Dia terdiam selama beberapa saat. Sebelum tangannya yang masih menggenggam bagian belakang kepalaku, bergerak memberikan usapan lembut di sana. Aku tersenyum tipis ketika apa yang kupikirkan terjadi. Dia tidak menjawabku. Sedikit kecewa, tapi sudahlah. Dia suamiku, milikku. Lagipula cinta hanya tidak sebatas kata.

“Abang pikir ada apa. Ternyata hanya itu.”

Hanya itu? Aku meringis kecil. Tidak menyahutinya. Aku merasa menyesal memilih larut dengan rasa yang dia hadirkam. Dan kini aku lebih memilih mengambil segelas teh tawar hangat di hadapanku lalu menyesapnya. Tapi kemudian aku hampir saja membanting gelas di tanganku ketika dia mengecup sudut bibirku kemudian berbisik di telingaku.

“Abang  lebih dari itu.”

Dengan cepat aku menoleh kepadanya disertai tatapan terkejutku. Dia terkekeh, santai, seolah tidak pernah terjadi sesuatu. Tangannya dengan santainya mengambil makanan bagiannya. Saat ini aku hanya berpikir semoga pengantar makanan tadi tidak melihat apa yang sudah Nara lakukan terhadapku.

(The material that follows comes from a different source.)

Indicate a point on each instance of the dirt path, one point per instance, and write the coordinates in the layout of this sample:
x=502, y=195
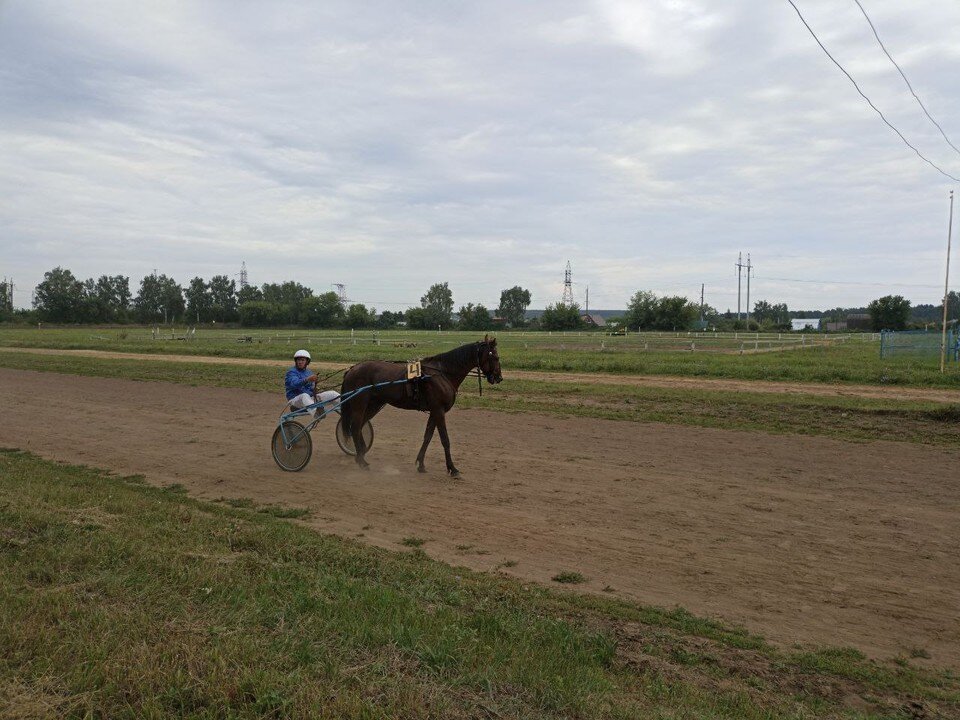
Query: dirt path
x=802, y=539
x=943, y=395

“Makan. Abis ini kita harus mampir ke kedai. Jangan lama-lama karena Abang nggak mau pulang larut dengan kamu di boncengan. Nanti kamu masuk angin.”

“Ck! Tapi aku nggak selemah itu, Abang.”

“Abang tahu. Tapi menjaga kesehatan jauh lebih penting.”

“Iya, Om!”

Matanya melebar seketika. Dia bahkan menghentikan kunyahannya demi mendengar cibiranku.

“Tante!” balasnya tak terima.

Aku mengulum senyumku. Kamu tahu, aku suka membuatmu kesal. Aku suka ekspresi jengkelmu. Aku tidak bermaksud apa-apa. Ini hanya salah satu caraku mencintaimu. Saat semua nanti akan kujadikan sebuah kenangan manis.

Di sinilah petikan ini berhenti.